Use of `glm_utils` in a `sklearn.pipeline`.

In [4]:
from tempfile import TemporaryDirectory
import numpy as np
from sklearn.linear_model import BayesianRidge
from sklearn.preprocessing import FunctionTransformer, PolynomialFeatures
from sklearn.pipeline import Pipeline

from glm_utils.preprocessing import time_delay_embedding

# Generate dummy data.
x = np.random.random((1000, 1))
y = np.random.random((1000,))

# Manipulations regarding X *and* y
X, y = time_delay_embedding(x, y, window_size=100)

# Transformations that only change X are included in the pipeline.
steps = [('quad_exp', PolynomialFeatures(degree=2, interaction_only=False, include_bias=True)),
         ('ridge', BayesianRidge())]

with TemporaryDirectory() as tempdir:
    model = Pipeline(steps, memory=tempdir)
    model.fit(X, y)
    y_pred, y_pred_std = model.predict(X, return_std=True)
    print(f'r2={model.score(X, y):1.2}')

r2=1.0


## Notes
Processing steps that require manipulations of `X` *and* `y` - such as time delay embedding, balancing, test-train split - are currently not supported by sklearn pipelines (see [here](https://github.com/scikit-learn/scikit-learn/issues/4143)). These steps should be performed before the pipeline.

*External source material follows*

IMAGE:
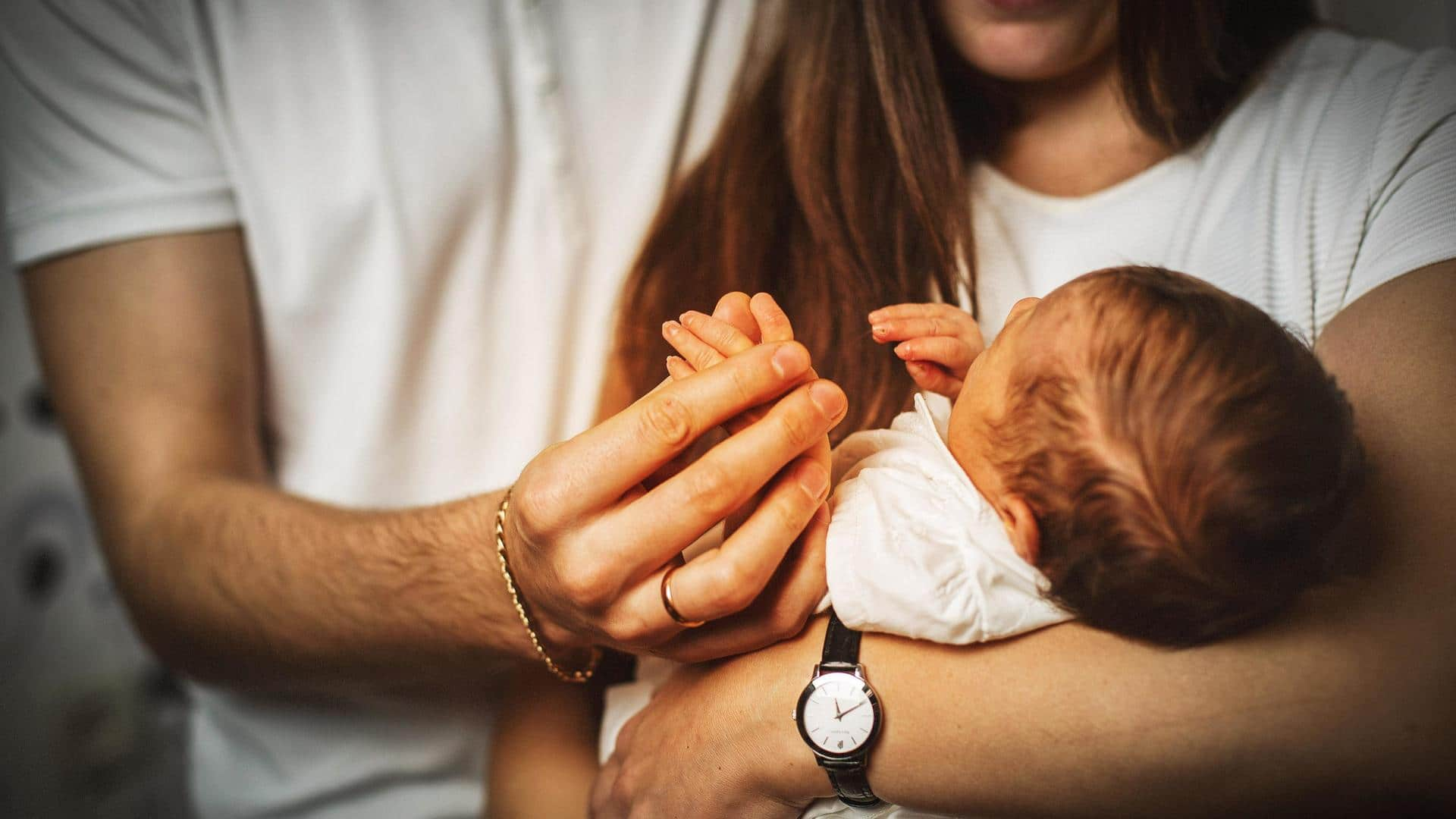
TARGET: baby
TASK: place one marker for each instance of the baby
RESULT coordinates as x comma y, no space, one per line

Processing steps that only affect `X` - feature normalization or scaling, basis function projections, PCA, polynomial expansions - can be included in the pipeline. Custom functions should follow this signature: `X = func(X, **kwargs)` and can be integrated into a pipeline with the [FunctionTransformer](https://scikit-learn.org/stable/modules/generated/sklearn.preprocessing.FunctionTransformer.html#sklearn.preprocessing.FunctionTransformer). Alternatively, a custom class implementing the [Transformer interface](https://scikit-learn.org/stable/developers/contributing.html#rolling-your-own-estimator) can be used. Custom classes have the advantage of providing access to parameters of the transform - e.g. the basis vectors used in a basis function projection.